Widening Highway 3 in Essex barely decreased collisions

CBC News has learned widening Highway 3 from two lanes to four barely decreased the annual number of collisions in the stretch of road that was twinned.
A motorcyclist died in a seven-vehicle crash on Highway 3 near Leamington in late May. (File Photo)

CBC News has learned widening Highway 3 from two lanes to four barely decreased the annual number of collisions in the stretch of road that was twinned.

Numbers provided by the Ontario Ministry of Transportation show the number of collisions in each of the three years before and in each of the three years after expansion, between County Road 8 in Essex and County Road 34 in Maidstone, are nearly identical.

Six kilometres of four-lane highway opened to the public in 2009. Ontario calls the stretch "Phase 1" of the widening of Highway 3.

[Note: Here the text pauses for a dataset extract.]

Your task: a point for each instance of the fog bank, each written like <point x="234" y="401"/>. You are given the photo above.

The collision numbers in that stretch alone, which includes the intersection of County Road 8 and Highway 3, are as follows:

  • 2006 15 (two lanes)
  • 2007 14 (two lanes)
  • 2008 25 (two lanes)
  • 2009 16 (four lanes opened)
  • 2010 15 (four lanes)
  • 2011 14 (four lanes)
  • 2012 20 (four lanes)

Dating back even further, the collisions rates in that six-kilometre stretch, when it accommodated two-lane traffic, are as follows:

  • 2005 14
  • 2004 16, including one fatality
  • 2003 22
  • 2002 10
  • 2001 17
  • 2000 15

The MTO has not made public the latest traffic volume statistics on its website. The most current data ends in 2010. You can view that data here.

Essex NDP MPP Taras Natyshak has been calling on the province to widen Highway 3 from Windsor to Leamington. His office told CBC it, too, was after similar crash data, but the province had not yet provided it to the MPP.

Two people died in fatal collisions on Highway 3 in less than a month this spring. A Leamington woman died in late April when she was part of a multi-vehicle crash near the Arner Townline.A motorcyclist died on Highway 3 near Leamington last week.

Meanwhile, James Armstrong, a spokesperson for Transport Action, claimed this week that widening highway don't result in fewer collisions or fatalities.

"Widening highways does not solve the problem, it's going to exacerbate the problem," he said.

No stats for 2012 and beyond

"Phase 2" of the province's widening of Highway 3 ended in 2012. It includes a six-kilometre piece of road from Maidstone to just west of Walker Road.

The province does not yet have collision statistics for that stretch.

"[The] MTO has only partial data available for 2013 to 2015. We are not able to provide either a total number of collisions or a total number of fatalities for those years," Liane Fisher, the communications coordinator for the MTO's West Region, wrote in an email to CBC. "The 2012 figures are the most recent we have available. Our systems for recording collision information from police are currently being modernized and we hope to have more up-to-date numbers available in the near future."

The province is currently reviewing a two-lane area of Highway 3 in the Town of Essex that spans a half a kilometer west of Ellis Sideroad to two kilometres east of the Arner Townline, also known as Essex Road 23.